Certainly here was a peculiarity that persisted. No--absurd though it seemed, no! One way he looked at those hands, they were broad and strong, another way narrow and gracefully weak.

He said to himself: "The man who gets that girl will have Solomon's wives rolled into one. A harem at the price of a wife--or a--" He left the thought unfinished. It seemed an insult to this helpless little creature, the more rather than the less cowardly for being unspoken; for, no doubt her ideas of propriety were firmly conventional.

"About done?" he asked impatiently.

She glanced up. "In a moment. I'm sorry to be so slow."

"You're not," he assured her truthfully. "It's my impatience. Let me see the pages you've finished."

With them he was able to concentrate his mind.

When she laid the last page beside his arm he was absorbed, did not look at her, did not think of her.

"Take the machine away," said he abruptly.

He was leaving for the day when he remembered her again. He sent for her. "I forgot to thank you. It was good work. You will do well. All you need is practice--and confidence. Especially confidence." He looked at her. She seemed frail--touchingly frail.

"You are not strong?"

She smiled, and in an instant the frailty seemed to have been mere delicacy of build--the delicacy that goes with the strength of steel wires, or rather of the spider's weaving thread which sustains weights and shocks out of all proportion to its appearance. "I've never been ill in my life," said she. "Not a day."
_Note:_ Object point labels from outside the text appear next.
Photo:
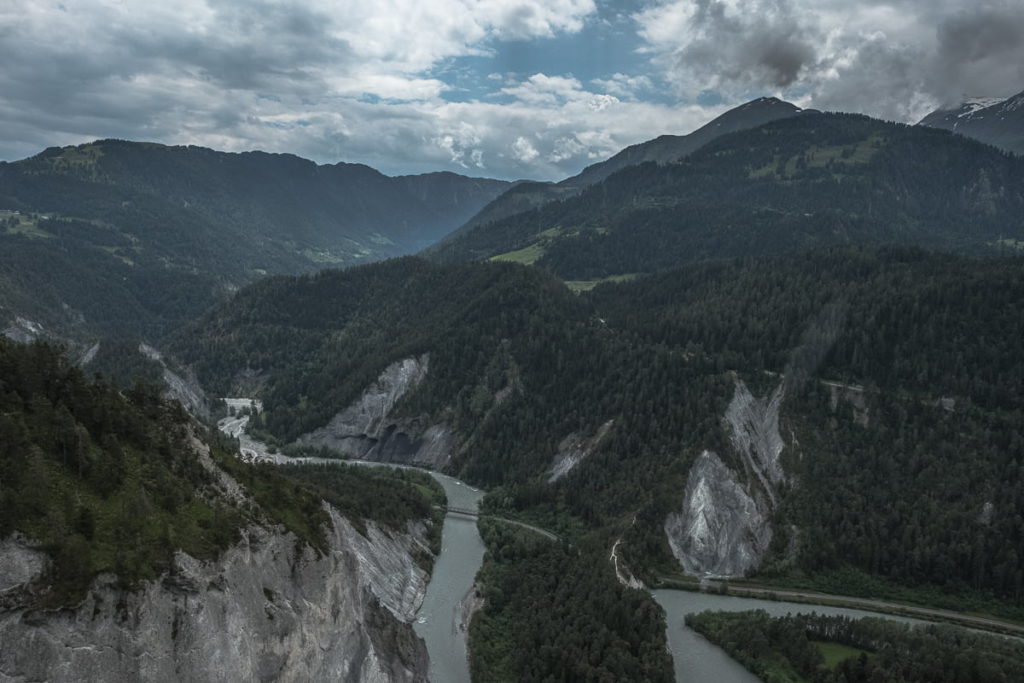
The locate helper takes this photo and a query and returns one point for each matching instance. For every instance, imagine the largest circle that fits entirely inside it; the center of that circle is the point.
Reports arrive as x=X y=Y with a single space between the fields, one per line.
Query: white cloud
x=524 y=151
x=244 y=74
x=628 y=87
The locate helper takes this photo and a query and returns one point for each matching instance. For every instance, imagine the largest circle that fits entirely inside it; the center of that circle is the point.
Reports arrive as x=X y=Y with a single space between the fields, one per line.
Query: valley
x=779 y=355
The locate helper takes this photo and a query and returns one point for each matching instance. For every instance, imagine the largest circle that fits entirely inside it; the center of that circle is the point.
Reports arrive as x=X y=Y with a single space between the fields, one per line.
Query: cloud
x=626 y=87
x=242 y=74
x=725 y=43
x=895 y=59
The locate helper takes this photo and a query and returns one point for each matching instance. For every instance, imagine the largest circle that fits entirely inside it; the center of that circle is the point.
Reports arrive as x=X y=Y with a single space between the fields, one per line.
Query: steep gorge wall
x=723 y=528
x=368 y=431
x=267 y=609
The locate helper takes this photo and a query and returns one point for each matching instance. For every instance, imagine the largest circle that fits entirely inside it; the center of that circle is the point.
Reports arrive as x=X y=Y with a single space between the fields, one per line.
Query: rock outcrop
x=721 y=530
x=724 y=527
x=267 y=609
x=367 y=430
x=182 y=386
x=573 y=450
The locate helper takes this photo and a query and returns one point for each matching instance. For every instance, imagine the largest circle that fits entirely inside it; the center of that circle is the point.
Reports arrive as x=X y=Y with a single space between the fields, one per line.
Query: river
x=439 y=621
x=696 y=659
Again, because she was standing before him in full view, he noted the peculiar construction of her frame--the beautiful lines of length so dextrously combined that her figure as a whole was not tall. He said, "A working woman--or man--needs health above all. Thank you again." And he nodded a somewhat curt dismissal.

When she glided away and he was alone behind the closed door, he reflected for a moment upon the extraordinary amount of thinking--and the extraordinary kind of thinking--into which this poor little typewriter girl had beguiled him. He soon found the explanation for this vagary into a realm so foreign to a man of his high tastes and ambitions. "It's because I'm so in love with Josephine," he decided. "I've fallen into the sentimental state of all lovers. The whole sex becomes novel and interesting and worth while."